Facebook has tried and failed in the past at creating a smartphone, but the company has shifted its strategy this time around to solicit advice from outsiders, the Times reported.

Still, it remains to be seen whether this third attempt at building a smartphone will succeed, particularly because of the difficulty of evolving from a predominantly software company to a hardware and software one.

Other big technology companies such as Dell (NASDAQ:DELL) and Hewlett-Packard (NYSE:HPQ) have been unsuccessful in this realm, but Facebook does have 800 million active users and photo-sharing app Instagram, which it recently bought for $1 billion.

Facebook, which raised a whopping $16 billion from its turbulent IPO, has already hired more than half a dozen former Apple software and hardware engineers who helped that company build its blockbuster iPhone, the paper said.

The Facebook smartphone report comes just days after Google completed its $12.5 billion acquisition of hardware maker Motorola Mobility.

Facebook declined to comment on the story. However, the company directed the Times to a prior statement provided last year that said, “We’re working across the entire mobile industry; with operators, hardware manufacturers, OS providers, and application developers.”

Doubts about Facebook that have helped eat into its share price since going public stem from concerns about the company’s ability to monetize its mobile operations.

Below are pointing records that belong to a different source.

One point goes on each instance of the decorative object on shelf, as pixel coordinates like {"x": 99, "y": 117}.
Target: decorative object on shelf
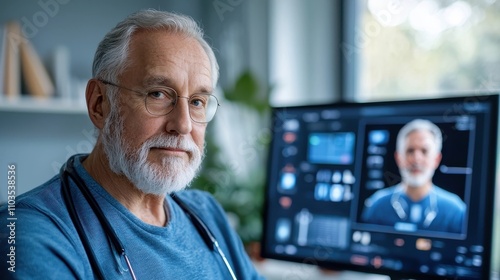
{"x": 22, "y": 63}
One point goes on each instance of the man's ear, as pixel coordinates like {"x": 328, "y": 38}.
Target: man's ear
{"x": 97, "y": 104}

“Mark is worried that if he doesn’t create a mobile phone in the near future that Facebook will simply become an app on other mobile platforms,” a Facebook employee told the Times.

In an effort to keep the smartphone project under wraps, Facebook isn’t posting job listings on its website and is instead going door-to-door to recruit talent, the paper said.

Despite the smartphone report, shares of Facebook on Tuesday dipped further below their $38 IPO price and $45 high. In recent trading they were off 3.42% to $30.79.

Meanwhile, shares of Oslo-listed Opera Software surged as much as 26% on Tuesday in the wake of an analyst report suggesting the web browser company as a perfect fit for Facebook. Opera builds web browsers that work on a number of platforms, including PCs, TVs and mobile phones.

“It would enhance the now limited mobile experience of Facebook, improve Facebook's mobile monetization problem, help Facebook retain online game developers leaving the social network over the lack of a mobile platform and further improve Facebook's ability to target ads,” Arctic Securities wrote in a research note, Reuters reported.

Analysts said an Opera takeover would likely cost Facebook between $1 billion and $1.2 billion.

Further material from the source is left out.